Accurate and High-Precision Determination of Boron Isotopic Ratios at Low Concentration by MC-ICP-MS (Neptune)

We report an approach for the accurate and reproducible measurement of boron isotope ratios in natural waters using an MC-ICP-MS (Neptune) after wet chemistry sample purification. The sample matrix can induce a drastic shift in the isotopic ratio by changing the mass bias. It is shown that, if no purification is carried out, the direct measurement of a seawater diluted one hundred times will induce an offset of -7 parts per thousand in the isotopic ratio, and that, for the same concentration, the greater the atomic mass of the matrix element, the greater the bias induced. Whatever the sample, it is thus necessary to remove the matrix. We propose a method adapted to water samples allowing purification of 100 ng of boron with a direct recovery of boron in 2 ml of 3% v/v HNO3, which was our working solution. Boron from the International Atomic Energy Agency IAEA-B1 seawater reference material and from the two groundwater reference materials IAEA-B2 and IAEA-B3, was chemically purified, as well as boron from the certified reference material NIST SRM 951 as a test.

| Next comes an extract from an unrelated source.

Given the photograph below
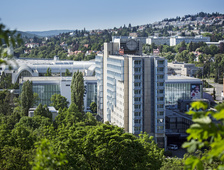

The reproducibility of the whole procedure (wet chemistry and MC-ICP-MS measurement) was +/- 0.4 parts per thousand (2s). Accuracy was verified by comparison with positive-TIMS values and with recommended values. Seawater, being homogeneous for boron isotope ratios, is presently the only natural water material that is commonly analysed for testing accuracy worldwide. We propose that the three IAEA natural waters could be used as reference samples for boron isotopes, allowing a better knowledge of their isotopic ratios, thus contributing to the certification of methods and improving the quality of the boron isotopic ratio measurements for all laboratories.